I have a spare set of tyres stretching. Vittorias. They were a heck of alot easier to get on the dry rim than the Contis that I struggled with so hopefully that means that they will be easier and less messy to get on the race wheels.

thanks for your help.
 
shorty said:
Yes. Im hearing you. I had made the observations of how tight these things are even on dry rims. But then that image of Beloki was running thru my head !! Anyway, Suspect when I try and get the pesky things off ill realise why I didnt need to use as much as I did.

It was my first time (so erring on caution) and I followed manufturers guide and a couple of notes on the web, incidently - the manufacturer suggested the Acetone for the rims in the manual.

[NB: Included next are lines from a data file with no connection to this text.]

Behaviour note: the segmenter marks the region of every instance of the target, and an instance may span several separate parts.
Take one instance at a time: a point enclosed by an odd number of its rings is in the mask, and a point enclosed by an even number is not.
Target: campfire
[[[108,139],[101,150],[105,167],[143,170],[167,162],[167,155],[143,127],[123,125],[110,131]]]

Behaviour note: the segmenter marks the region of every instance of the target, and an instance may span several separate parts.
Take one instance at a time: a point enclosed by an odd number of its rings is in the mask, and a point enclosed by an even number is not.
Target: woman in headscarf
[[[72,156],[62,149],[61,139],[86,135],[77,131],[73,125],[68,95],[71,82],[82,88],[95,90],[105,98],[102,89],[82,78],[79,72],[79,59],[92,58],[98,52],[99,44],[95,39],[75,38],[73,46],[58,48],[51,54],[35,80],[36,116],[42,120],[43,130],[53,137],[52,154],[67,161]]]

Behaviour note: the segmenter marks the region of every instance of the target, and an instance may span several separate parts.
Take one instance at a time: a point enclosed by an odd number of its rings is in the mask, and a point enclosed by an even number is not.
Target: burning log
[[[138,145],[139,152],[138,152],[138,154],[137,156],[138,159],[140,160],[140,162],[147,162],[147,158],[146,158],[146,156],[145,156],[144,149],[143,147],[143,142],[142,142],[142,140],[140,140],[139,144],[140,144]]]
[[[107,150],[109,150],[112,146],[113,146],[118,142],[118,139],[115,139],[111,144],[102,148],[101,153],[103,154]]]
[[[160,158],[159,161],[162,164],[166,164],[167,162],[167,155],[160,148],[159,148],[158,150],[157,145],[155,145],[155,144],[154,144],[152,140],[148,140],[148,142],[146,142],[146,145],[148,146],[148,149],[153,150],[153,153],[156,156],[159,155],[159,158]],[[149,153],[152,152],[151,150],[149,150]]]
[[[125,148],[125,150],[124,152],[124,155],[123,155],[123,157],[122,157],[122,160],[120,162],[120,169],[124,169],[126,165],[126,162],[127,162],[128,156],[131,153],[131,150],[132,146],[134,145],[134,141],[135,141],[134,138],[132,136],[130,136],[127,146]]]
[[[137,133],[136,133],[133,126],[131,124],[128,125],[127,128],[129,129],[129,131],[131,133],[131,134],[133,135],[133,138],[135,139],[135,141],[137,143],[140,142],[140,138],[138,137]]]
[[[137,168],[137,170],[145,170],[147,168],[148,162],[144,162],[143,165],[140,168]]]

It has been suggested I try Eucalyptus oil on the tyres - soap and water should then remove any greasy residue.

I have a spare set of tyres stretching. Vittorias. They were a heck of alot easier to get on the dry rim than the Contis that I struggled with so hopefully that means that they will be easier and less messy to get on the race wheels.

thanks for your help.

I use White Lightning's Metal Prep spray to clean the rims and a bit of the tires after gluing, but I don't worry so much about the tires. I don't get too much on the tires, but even if I do, it only takes a ride or two before the glue on the tires gets so dirty that you don't see it. I definitely don't see it when riding.

Metal Prep is nice in that it doesn't leave a residue.
 
Tim Lamkin said:
Try Tufo Ext Tape....works wonderfull and is safe
for the glue on the tire, I use a tiny bit of De-Solv-It, which is a citrus oil based adhesive remover.

http://www.dtep.com/de-solv-it.htm

+1 on the Tufo Extreme tape

Just put on some Continental Competition tubs using the extreme tape on my Reynolds MV 32 T rims, all up took about 5 minutes from unrolling the tape to pumping up the tire. Just follow the instructional video on the Tufo website. Tire is easier to seat, as you position it before removing the protective tape and creating the bond.

The vid is at the bottom of the page.
http://www.tufo.com/index.php?lg=en&co=instrukce#Instr4

To take off you just roll the tire off a little bit on one side of the rim and then the other side, the tire comes off easily, the tape is reuseable , if not too much of the cotton strands from the tire base tape adheres to it. The tapes comes of the rims easily if you strip it slowly and there is no glue residue left on the rim or the tire base tape. The rim is like new after you take the tape off. While the tire is in place its a strong safe bond.

For reference Reynolds Composite approves using it with their carbon wheels.

http://www.reynoldscomposites.com/in...p?p_matter=faq
The answer is about half way down

I can't really notice any performance difference to gluing except for less mess and glue where its not supposed to be , I haven't had a tire roll off the rim yet with either method
 
...and the trick there is to ALSO get just enough not to roll the tire off in a hard corner, Try the Tufo Ext tape....Too easy and very safe, they know the correct amount.


Start to finish 10 minutes, I let them sit over night, I know some don't...however I do.